В тот день они основательно сварились. Двоим было тесно в рабочем пространстве, к тому же Стефан с недосыпа не стал принимать душ. День, окутанный недотянутыми вытяжкой химическими парами, запашком двух подростков, жаром горелок и постоянной почти интимной близостью Стефана, еле полз. Но полз с толком. Стефан не стал спрашивать, что за опыт затеял Дэвид, а Дэвид в спокойные минуты прогонял результаты Стефана и даже выловил просчет в статистических прогнозах, после исправления которого окончательные результаты стали выглядеть красивее. За полдень, когда они выбились из сил, Дэвид отмерил малую дозу амфетамина и разделил ее на двоих. На вызов матери он не ответил, отбился сообщением, что домой придет поздно и пусть ужинают без него.
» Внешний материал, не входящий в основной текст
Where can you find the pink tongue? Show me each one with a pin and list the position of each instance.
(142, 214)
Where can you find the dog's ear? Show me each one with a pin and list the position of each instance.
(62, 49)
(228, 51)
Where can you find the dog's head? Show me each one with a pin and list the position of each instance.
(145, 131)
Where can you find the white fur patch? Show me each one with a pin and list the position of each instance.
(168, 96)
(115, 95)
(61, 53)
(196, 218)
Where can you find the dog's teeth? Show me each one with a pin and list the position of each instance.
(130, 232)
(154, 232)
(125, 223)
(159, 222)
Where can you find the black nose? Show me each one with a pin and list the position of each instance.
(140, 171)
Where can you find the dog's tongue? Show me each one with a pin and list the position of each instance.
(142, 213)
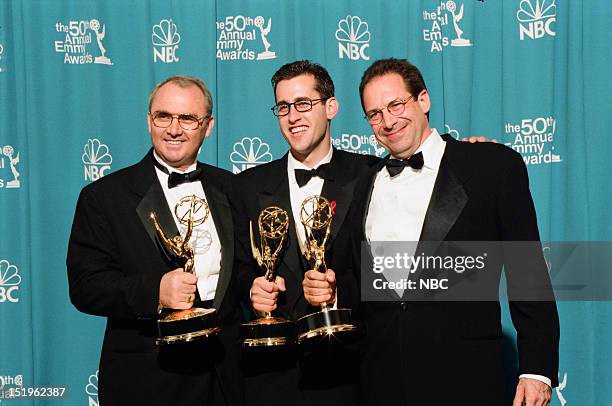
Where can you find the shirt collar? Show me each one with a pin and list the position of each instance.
(433, 150)
(293, 164)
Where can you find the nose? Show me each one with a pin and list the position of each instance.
(293, 115)
(388, 119)
(174, 129)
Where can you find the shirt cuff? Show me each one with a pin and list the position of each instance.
(540, 378)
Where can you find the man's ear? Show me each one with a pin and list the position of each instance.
(424, 101)
(331, 107)
(209, 126)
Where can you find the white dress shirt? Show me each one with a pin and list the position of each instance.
(204, 239)
(298, 194)
(406, 196)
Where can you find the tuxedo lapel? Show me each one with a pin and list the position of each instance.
(447, 201)
(339, 192)
(221, 216)
(146, 184)
(366, 207)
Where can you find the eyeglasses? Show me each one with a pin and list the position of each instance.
(396, 107)
(302, 106)
(163, 119)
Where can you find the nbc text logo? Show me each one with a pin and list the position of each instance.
(97, 159)
(91, 389)
(353, 38)
(536, 21)
(165, 39)
(8, 156)
(534, 138)
(9, 282)
(76, 44)
(446, 12)
(237, 38)
(249, 152)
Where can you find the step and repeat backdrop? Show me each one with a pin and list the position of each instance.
(75, 78)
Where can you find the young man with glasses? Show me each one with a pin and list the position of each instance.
(117, 267)
(434, 189)
(305, 106)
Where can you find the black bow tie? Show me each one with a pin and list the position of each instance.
(303, 176)
(175, 178)
(396, 166)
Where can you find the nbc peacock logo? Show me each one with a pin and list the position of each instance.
(353, 37)
(9, 282)
(249, 152)
(96, 158)
(165, 39)
(91, 389)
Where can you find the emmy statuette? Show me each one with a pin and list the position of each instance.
(196, 323)
(327, 324)
(273, 224)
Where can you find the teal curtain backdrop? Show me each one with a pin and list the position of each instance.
(75, 78)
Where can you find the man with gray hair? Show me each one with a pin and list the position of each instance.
(117, 267)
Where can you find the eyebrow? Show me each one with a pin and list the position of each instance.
(387, 105)
(298, 99)
(179, 114)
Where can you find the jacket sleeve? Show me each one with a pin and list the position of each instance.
(99, 282)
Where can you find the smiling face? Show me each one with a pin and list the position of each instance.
(400, 135)
(307, 133)
(174, 145)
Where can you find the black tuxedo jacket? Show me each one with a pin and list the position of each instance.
(281, 375)
(441, 353)
(115, 264)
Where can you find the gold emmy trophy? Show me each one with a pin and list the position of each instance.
(273, 224)
(316, 216)
(196, 323)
Мать вместо обычных завуалированных упреков написала в ответ, что надеется: это не войдет у него в привычку. От ее записки он загрустил, но тут сработал таймер, подошло время охлаждать партию и добавлять катализаторы, и дело заняло его внимание целиком. Работать было настоящим удовольствием – он много лет не чувствовал себя так хорошо. Он знал каждую реакцию, каждую разорванную его стараниями связь, каждую конфигурацию молекулы. Он видел тончайшие изменения в текстуре молочно-белой взвеси и знал, что они означают. Вот так, подумалось ему, и ощущается власть.